As Indigo crouched down to retrieve the light, the boat began to move away. The oar dipped rhythmically and the sound of its sculling in the water echoed with a flat, dreary sound. Then the darkness engulfed it, and Indigo was alone.
•CHAPTER•XVIII•
The sound of the drums that sent Uluye’s message to the villages was like nothing Grimya had ever heard before. The wolf had watched uneasily as the great wooden frames with their ancient, taut-stretched skins were brought out and maneuvered into place in the arena and as the message beaters, two women to each drum, took up their huge staves. At a sign from a senior priestess, the staves came down—and it was as though a thunderstorm had broken overhead when the drums’ booming, rumbling voices bellowed out and shattered the quiet of the morning. The beaters swung their arms like warriors wielding broadswords, battering a complex, urgent and ominous rhythm that must have been audible for miles. From the forest, all but lost in the din, the shrieks of animals and birds rose in fear or protest, but the noise thundered on, the women sweating now, grim-faced as they attacked the drums with all their strength.

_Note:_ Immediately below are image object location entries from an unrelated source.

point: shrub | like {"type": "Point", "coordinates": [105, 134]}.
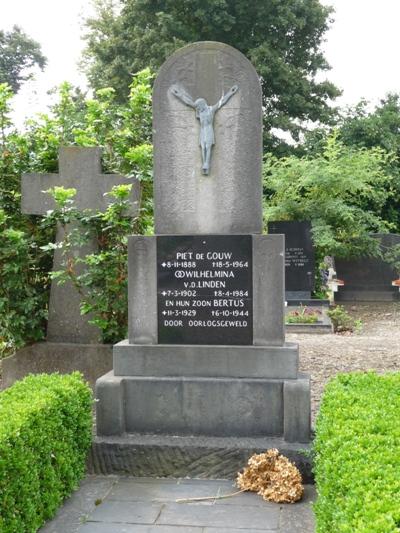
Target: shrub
{"type": "Point", "coordinates": [304, 315]}
{"type": "Point", "coordinates": [357, 455]}
{"type": "Point", "coordinates": [45, 433]}
{"type": "Point", "coordinates": [342, 321]}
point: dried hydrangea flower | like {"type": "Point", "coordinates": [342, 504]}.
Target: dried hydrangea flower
{"type": "Point", "coordinates": [273, 477]}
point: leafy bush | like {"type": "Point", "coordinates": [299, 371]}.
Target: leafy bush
{"type": "Point", "coordinates": [357, 455]}
{"type": "Point", "coordinates": [342, 321]}
{"type": "Point", "coordinates": [45, 433]}
{"type": "Point", "coordinates": [124, 132]}
{"type": "Point", "coordinates": [305, 315]}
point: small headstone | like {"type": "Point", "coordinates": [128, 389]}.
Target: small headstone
{"type": "Point", "coordinates": [368, 279]}
{"type": "Point", "coordinates": [299, 257]}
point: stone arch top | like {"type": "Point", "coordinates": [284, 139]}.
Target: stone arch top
{"type": "Point", "coordinates": [228, 199]}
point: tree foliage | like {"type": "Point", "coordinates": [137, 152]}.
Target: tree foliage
{"type": "Point", "coordinates": [381, 127]}
{"type": "Point", "coordinates": [331, 189]}
{"type": "Point", "coordinates": [124, 132]}
{"type": "Point", "coordinates": [281, 38]}
{"type": "Point", "coordinates": [19, 53]}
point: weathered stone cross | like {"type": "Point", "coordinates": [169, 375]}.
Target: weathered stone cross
{"type": "Point", "coordinates": [79, 168]}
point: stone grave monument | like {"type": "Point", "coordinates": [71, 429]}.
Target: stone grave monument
{"type": "Point", "coordinates": [71, 342]}
{"type": "Point", "coordinates": [368, 279]}
{"type": "Point", "coordinates": [205, 377]}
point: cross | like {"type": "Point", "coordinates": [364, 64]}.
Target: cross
{"type": "Point", "coordinates": [79, 168]}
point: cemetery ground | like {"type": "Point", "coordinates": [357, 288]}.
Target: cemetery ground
{"type": "Point", "coordinates": [375, 347]}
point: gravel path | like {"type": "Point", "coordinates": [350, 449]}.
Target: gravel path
{"type": "Point", "coordinates": [377, 347]}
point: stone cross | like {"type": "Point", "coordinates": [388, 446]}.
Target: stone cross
{"type": "Point", "coordinates": [79, 168]}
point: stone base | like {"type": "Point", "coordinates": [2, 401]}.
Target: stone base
{"type": "Point", "coordinates": [186, 406]}
{"type": "Point", "coordinates": [192, 457]}
{"type": "Point", "coordinates": [206, 361]}
{"type": "Point", "coordinates": [93, 360]}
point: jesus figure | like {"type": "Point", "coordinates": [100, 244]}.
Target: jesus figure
{"type": "Point", "coordinates": [205, 113]}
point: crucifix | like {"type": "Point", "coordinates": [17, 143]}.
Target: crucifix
{"type": "Point", "coordinates": [79, 168]}
{"type": "Point", "coordinates": [205, 114]}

Down at the lakeshore, further a
ctivity was in progress. Nine more priestesses had come out from the citadel, each carrying a torch and each with her face hastily painted with grotesque sigils. They were hung about with amulets and fetishes, and their leader carried four long stakes. These were driven into the soft ground on the far edge of the arena to form a square, and, chanting shrilly, the women began to lay further amulets in a ritualistic pattern around the square’s perimeter. Four of the torches were fixed to the stakes, where their flames flickered like pale, tattered rags in the harsh sunlight, and when that was done, the women took quantities of black sand and small, dark pebbles from their belt pouches and marked out a narrow path from the square, across the lakeside track, to the forest’s edge.

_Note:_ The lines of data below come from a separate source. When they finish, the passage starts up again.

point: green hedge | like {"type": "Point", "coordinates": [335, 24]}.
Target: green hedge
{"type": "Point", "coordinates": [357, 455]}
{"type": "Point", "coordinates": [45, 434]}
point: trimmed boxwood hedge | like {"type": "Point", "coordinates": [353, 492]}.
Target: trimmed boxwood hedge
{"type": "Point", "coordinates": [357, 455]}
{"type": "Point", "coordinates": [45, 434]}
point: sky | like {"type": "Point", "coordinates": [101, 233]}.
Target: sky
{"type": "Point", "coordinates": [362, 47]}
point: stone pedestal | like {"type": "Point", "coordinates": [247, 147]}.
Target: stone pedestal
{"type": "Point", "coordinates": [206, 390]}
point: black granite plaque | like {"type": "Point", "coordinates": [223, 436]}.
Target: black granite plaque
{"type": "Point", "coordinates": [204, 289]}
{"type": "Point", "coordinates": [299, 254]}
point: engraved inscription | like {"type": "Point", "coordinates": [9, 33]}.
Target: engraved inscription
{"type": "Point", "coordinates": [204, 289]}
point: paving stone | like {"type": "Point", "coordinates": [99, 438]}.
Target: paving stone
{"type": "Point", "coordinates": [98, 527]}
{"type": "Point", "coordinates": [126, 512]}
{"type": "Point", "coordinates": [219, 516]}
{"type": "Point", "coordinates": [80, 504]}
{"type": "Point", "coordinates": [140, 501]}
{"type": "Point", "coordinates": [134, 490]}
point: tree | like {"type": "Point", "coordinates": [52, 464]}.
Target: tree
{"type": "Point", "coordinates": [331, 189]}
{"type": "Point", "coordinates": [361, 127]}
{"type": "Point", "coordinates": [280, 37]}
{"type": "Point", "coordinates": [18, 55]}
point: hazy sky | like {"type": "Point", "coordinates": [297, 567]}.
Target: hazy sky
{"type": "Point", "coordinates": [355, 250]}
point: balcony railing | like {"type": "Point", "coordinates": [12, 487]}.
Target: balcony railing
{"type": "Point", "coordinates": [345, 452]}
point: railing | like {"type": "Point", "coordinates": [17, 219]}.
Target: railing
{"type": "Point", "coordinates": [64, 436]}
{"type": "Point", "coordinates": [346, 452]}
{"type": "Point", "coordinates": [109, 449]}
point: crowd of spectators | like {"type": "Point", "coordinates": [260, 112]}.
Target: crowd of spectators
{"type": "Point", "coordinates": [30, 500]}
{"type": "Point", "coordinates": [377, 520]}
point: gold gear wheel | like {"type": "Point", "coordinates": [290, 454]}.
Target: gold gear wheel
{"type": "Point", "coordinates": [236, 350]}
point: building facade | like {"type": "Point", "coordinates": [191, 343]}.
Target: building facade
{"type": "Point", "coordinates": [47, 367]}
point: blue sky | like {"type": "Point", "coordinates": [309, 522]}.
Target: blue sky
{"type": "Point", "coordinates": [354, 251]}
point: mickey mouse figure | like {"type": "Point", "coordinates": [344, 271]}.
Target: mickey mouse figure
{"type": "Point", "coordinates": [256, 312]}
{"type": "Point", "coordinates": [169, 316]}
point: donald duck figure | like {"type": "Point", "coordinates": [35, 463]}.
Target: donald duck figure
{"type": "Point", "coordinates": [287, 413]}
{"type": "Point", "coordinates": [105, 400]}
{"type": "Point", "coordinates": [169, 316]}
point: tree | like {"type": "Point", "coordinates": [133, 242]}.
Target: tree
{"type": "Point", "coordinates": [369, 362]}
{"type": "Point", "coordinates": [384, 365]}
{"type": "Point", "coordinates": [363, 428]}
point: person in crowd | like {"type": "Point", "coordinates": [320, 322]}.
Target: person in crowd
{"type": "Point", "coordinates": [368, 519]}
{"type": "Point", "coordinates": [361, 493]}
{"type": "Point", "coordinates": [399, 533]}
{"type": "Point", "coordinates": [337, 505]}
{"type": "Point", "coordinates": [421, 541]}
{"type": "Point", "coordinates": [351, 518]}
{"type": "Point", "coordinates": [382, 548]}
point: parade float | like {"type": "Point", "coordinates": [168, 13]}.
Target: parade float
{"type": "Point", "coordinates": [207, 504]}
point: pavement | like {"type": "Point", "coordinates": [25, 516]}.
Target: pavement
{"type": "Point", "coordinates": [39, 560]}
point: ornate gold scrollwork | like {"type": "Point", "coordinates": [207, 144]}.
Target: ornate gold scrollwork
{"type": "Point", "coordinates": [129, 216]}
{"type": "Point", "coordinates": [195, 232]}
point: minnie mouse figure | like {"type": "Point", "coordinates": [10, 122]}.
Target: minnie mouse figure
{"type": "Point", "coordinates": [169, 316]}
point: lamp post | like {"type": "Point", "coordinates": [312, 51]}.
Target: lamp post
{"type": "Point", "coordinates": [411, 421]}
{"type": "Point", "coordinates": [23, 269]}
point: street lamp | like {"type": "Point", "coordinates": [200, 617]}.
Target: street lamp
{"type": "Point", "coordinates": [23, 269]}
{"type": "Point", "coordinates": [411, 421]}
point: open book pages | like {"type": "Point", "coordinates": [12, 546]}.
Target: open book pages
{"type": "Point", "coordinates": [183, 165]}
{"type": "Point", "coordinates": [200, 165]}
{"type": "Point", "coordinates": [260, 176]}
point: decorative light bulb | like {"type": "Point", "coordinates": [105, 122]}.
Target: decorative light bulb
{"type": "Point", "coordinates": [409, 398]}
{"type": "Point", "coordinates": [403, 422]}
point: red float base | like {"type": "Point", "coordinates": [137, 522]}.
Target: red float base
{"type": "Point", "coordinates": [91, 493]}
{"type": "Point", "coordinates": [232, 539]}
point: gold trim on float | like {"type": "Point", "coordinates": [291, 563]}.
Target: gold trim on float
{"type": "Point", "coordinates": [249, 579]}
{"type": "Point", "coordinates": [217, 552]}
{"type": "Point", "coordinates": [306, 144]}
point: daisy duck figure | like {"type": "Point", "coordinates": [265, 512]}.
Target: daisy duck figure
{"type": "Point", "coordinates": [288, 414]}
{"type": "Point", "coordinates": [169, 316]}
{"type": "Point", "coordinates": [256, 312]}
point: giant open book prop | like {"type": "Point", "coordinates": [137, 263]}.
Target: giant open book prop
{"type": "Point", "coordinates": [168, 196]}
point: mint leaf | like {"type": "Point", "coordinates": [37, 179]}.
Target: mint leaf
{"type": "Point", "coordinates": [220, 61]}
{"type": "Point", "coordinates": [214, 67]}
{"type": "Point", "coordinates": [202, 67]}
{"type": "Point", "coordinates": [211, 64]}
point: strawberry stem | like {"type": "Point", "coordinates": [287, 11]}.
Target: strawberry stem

Then, seemingly satisfied with their work, they turned as one and walked slowly and with clear reluctance to where the corpses of Shalune and Inuss still lay at the water’s edge. No one had dared to touch the bodies; damned and cast out, they were the rightful prey of the hushu now. But the crimes of the two women had been such that the hushu would send no ordinary ghouls to reanimate their corpses. The horrors that came to claim blasphemers were the most powerful among all the legions of the demonic and the undead, and so must be placated with offerings and prevented from breaking free to terrorize the living. The path and square would mark the way these gruesome visitors would take, and the amulets and other things of power would control them.
The drummers still worked with grim, frenetic energy; they kept their heads averted as four of the square-makers bent to lift up Shalune and Inuss. The remaining women set up a wailing cacophony, shaking sistrums at the corpses and throwing more handfuls of sand over them, and the two were borne quickly to the square and laid at its center, their bodies crossing each other at right angles. Then, with the chanting and rattling still at fever pitch, the four bearers ran to the lake and flung themselves into the shallows while their companions threw water over them to help cleanse away the taint of the unholy things they had touched.